Human CD8 T cells can promote tissue regeneration in organoids. (A) 20 ECO organoids were dissociated and cultured alone or in coculture with 10,000 CD8 T cells derived from different donors (D4–D6) and organoid growth was observed over time. Quantification of the number of organoids (left) and total organoid area (right) over cultivation time with statistical verification using AUC (n = 4 wells, one-way ANOVA, compared to ECO only). (B) 20 ECO organoids were dissociated and cultured alone or in coculture with cell-free SN of 200,000 activated CD8 T cells derived from different donors (D7 and D8) and organoid growth was determined at 72 and 96 h.

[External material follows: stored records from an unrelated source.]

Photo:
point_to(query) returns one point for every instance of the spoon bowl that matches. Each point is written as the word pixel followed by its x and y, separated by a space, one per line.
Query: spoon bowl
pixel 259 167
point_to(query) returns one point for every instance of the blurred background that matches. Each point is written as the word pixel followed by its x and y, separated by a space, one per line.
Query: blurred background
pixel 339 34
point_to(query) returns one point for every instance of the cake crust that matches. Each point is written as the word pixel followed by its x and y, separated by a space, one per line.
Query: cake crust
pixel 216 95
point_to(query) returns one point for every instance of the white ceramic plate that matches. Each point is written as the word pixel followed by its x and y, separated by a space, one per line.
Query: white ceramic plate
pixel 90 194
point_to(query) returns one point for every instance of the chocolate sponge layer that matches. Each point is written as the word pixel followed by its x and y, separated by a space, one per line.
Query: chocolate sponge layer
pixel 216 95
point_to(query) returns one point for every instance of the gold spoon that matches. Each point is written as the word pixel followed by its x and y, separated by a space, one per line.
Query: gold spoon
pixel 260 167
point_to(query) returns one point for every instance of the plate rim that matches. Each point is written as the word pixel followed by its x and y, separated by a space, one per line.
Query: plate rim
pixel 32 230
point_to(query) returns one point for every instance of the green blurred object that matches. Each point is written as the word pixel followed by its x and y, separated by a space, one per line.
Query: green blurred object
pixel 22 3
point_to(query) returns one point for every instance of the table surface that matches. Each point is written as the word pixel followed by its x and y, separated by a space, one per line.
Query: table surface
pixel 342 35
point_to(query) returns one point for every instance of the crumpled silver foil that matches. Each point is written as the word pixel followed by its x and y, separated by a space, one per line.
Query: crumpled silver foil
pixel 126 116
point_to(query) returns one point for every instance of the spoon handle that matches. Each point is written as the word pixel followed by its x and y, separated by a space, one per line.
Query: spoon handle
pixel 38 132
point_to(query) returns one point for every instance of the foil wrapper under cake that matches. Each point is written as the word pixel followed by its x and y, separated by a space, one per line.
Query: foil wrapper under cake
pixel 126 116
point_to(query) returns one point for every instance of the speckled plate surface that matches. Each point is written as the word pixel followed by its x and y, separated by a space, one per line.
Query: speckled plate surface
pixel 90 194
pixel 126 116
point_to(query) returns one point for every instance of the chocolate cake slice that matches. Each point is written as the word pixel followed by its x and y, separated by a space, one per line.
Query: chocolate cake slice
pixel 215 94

Quantification of the total organoid area (left) and the number of organoids (right) at indicated time points with statistical verification (n = 4 wells, two-way ANOVA, compared to ECO only). (C and D) 20 ECO organoids were dissociated and cultured alone or in coculture with 10,000 CD8 T cells derived from different donors (experiment 1 [D1–D3], experiment 2 [D5 and D6], and experiment 3 [D9–D11]) in the presence or absence of anti-IFN-γ or anti-TNF, and organoid growth was observed over time. IgG served as a control. Quantification of organoid number (C) and total organoid area (D) over cultivation time with statistical verification using AUC from 48 h onwards (n = 4 wells, one-way ANOVA, compared to CD8 for D1–D3 and D9–D11, and compared to CD8 or IgG for D5 and D6, as depicted).